Well, so was slavery too. And no, I do not think we need a war to change this issue now, we need only an amendment or just a bill to ensure that “well regulated” means something… Dammit.

New technology needs to be proven.

Our house gun has about 8,000 rounds through it with no failures.
100,000-Round 9mm Torture Test (1995)

Sure, but it’s very brave of him to come out and say what others dare not think.

Sorry to disappoint you but I have neither shot anyone nor do I dream of shooting someone.

A gun is also a tool for defense.

Okay, no big deal then, don’t worry about it. Is that it?

*You *certainly haven’t. Got any for us, other than the tyranny/freedom stuff?

Sure. The benefit is thousands of people per year not getting killed. The cost is, well, maybe a one-time thing to be a compensation for property, but still basically budget dust. Oh, there’s one more benefit: We no longer have to put up with excuses and footdragging from the likes of you.

So what’s *your *solution? Shit, do you even recognize a problem? Much less that the problem includes you? Or are you content merely to massage your disdain for those who do not share your fetish and instead have some sort of incomprehensible regard for human life?

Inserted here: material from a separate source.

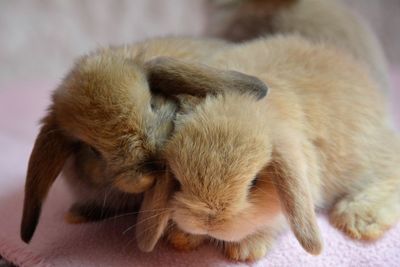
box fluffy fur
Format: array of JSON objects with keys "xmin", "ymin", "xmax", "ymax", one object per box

I am going to screenshot this post. This might go down as one of the stupidest posts I’ve ever seen and boy, that’s saying something; I’ve been on these boards a long time.

Don’t blame guns - blame hotel security!

Yeah, some measure could easily save hundreds of lives, but think of how unfair it would be to make gun owners shoulder that cost. Seriously, I can’t roll my eyes far enough back in my head to express how stupid your reasoning is.

Your reasoning is pretty much EXACTLY what automakers were saying when debate was ongoing about having airbags be required. ‘We don’t know how many people it will save. Think of the costs’ etc etc. At least in that case consumers had to pay the price of the air bag; with guns it’s only the innocents that are shot and killed EVERY SINGLE DAY that are paying the costs of doing NOTHING.

Even just focusing on kids, we know that dozens, possibly up to 100, kids are accidentally shot and killed ever year. Hundreds of people are killed due to unintentional firearm injury, and even that probably understates it, because in some cases those are classified as homicides and such.

Would any one solution be immediately perfect? Maybe not. Would it help and would it be a start? Absolutely.

The plural of anecdote is not ‘data’.

I’ll repeat - please point me in the direction of published failure rate for the firearms you use. I mean, you’d never trust the your life or your loved one without an honest accounting for failure rate, right?

Or are you doing just that?

If you want to have some fun, ask him to provide studies that show having a gun in the house makes you safer.

I’m of the belief that evaluating decisions on a cost/benefit basis is a good thing. If you make an evaluation without considering potential costs, I think you’re doing it wrong.